We are told that the story is set 1000 years after Earth has been abandoned as uninhabitable. Humanity is shacking up on Nova Prime, and (wouldn’t you know it) an alien race swoops in to try and finish the job global warming and the arms race couldn’t. The ETs bring massive, blind bug-like creatures who sense human fear to clean up the remaining people. After the “war” is won by us, we meet wannabe space Ranger Kitai (Jaden) and his idolized father Cypher Raige (Will).

The former is known as inexperienced but very eager and green. The latter is a legend, since his ability to control his emotions allows him to battle the extraterrestrial beasts with ease. There is a distance between them since the death of close family member. While on a routine mission, an asteroid field brings down the pair’s ship. Crash landing on an Earth now inhabited with wild animals evolved to kill humans, Kitai must retrieve an object several kilometers away from his injured dad, less they both wind up victims of these vicious beasts.

Starting off scattered and just getting stupider from there, After Earth is bound to be the first official bomb of the summer of 2013. It offers none of the “wow” factor we’ve come to expect from CG-inspired speculative fiction and features a story so preposterous that it dares you not to laugh. Initially, this wasn’t supposed to be a future shock survival story. But Smith, after conceiving a straightforward man vs. the elements narrative, then got the bright idea to take things high tech.

The result is a piecemeal approach that constantly gets in its own way. With Smith Sr. sitting back, more or less acting as a placeholder for his son’s lack of onscreen charisma (the boy has one facial gesture — let’s just call it “slight stomach ache”), everything is left up to the kid, and this is where After Earth crashes and burns.
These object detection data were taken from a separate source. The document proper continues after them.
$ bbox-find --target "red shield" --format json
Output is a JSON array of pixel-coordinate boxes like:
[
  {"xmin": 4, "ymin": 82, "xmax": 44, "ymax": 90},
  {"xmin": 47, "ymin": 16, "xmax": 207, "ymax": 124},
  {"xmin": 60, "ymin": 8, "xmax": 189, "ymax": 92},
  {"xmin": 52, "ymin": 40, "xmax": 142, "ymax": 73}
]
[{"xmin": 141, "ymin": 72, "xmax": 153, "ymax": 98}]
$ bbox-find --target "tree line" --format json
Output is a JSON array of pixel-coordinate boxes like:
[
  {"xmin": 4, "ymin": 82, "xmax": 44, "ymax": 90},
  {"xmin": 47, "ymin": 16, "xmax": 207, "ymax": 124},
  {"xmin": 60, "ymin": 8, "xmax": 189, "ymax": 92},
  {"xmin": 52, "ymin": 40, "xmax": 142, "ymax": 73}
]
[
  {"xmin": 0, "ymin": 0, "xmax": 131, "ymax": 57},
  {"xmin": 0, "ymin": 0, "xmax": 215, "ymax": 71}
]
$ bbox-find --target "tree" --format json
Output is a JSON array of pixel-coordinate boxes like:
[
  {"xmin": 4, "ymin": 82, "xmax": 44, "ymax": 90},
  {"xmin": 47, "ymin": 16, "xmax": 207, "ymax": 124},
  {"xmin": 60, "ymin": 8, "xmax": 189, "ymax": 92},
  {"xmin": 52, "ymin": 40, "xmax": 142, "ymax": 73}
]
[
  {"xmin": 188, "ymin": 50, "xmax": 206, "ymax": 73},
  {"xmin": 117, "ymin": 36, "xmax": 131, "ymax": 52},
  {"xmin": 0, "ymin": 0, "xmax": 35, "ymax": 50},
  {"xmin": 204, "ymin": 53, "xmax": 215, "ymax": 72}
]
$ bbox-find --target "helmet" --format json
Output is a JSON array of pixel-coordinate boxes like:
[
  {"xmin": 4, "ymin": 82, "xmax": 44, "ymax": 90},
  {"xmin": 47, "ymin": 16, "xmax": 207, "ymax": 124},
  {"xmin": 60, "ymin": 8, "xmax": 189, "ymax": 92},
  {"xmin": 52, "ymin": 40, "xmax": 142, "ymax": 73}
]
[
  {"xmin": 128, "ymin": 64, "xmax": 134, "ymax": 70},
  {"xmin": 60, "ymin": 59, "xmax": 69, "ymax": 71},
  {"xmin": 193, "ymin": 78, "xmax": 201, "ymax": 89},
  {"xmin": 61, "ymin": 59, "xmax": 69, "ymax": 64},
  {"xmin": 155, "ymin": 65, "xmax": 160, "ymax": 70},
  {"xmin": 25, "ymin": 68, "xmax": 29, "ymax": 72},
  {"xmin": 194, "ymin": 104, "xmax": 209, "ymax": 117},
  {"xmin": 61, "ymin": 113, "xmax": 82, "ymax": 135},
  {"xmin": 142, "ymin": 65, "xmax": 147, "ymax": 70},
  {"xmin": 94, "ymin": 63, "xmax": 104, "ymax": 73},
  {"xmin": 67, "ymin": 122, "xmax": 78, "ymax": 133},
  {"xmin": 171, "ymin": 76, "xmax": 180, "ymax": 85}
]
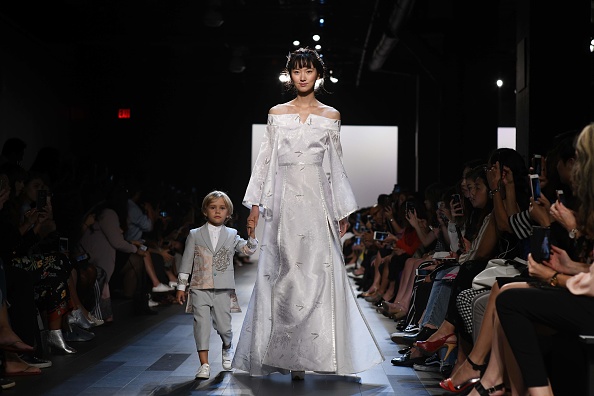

Indeed, you can’t expect Jaden Smith to carry an entire action adventure epic, especially when his character is conceived of as a shrill little whelp who feels a sense of entitlement because his dad is such an interplanetary badass. Perhaps with an actor — repeat, actor — of considerable child star skill, we’d get on board. We’d hope for a last-act transformation from whiner to winner and a hero moment to remember him by.

What we get instead are more M. Night nods to better directors (what’s with the slo-mo and the overcranking toward the end?) and effects which aren’t very special. In fact, for a planet that’s had 1000 years to evolve efficient killing machines, Kitai only battles a gang of angry baboons, a massive hawk, and some mutant bobcats. Where’s the deadly plants and ravenous sea monsters?

For his part, Shyamalan proves that the success of The Sixth Sense was, indeed, a one-hit wonder. Considering how bad his recent work has been, After Earth was doomed by the decision to hire him. Add in the Smith family hubris and you’ve got one big fat fiasco.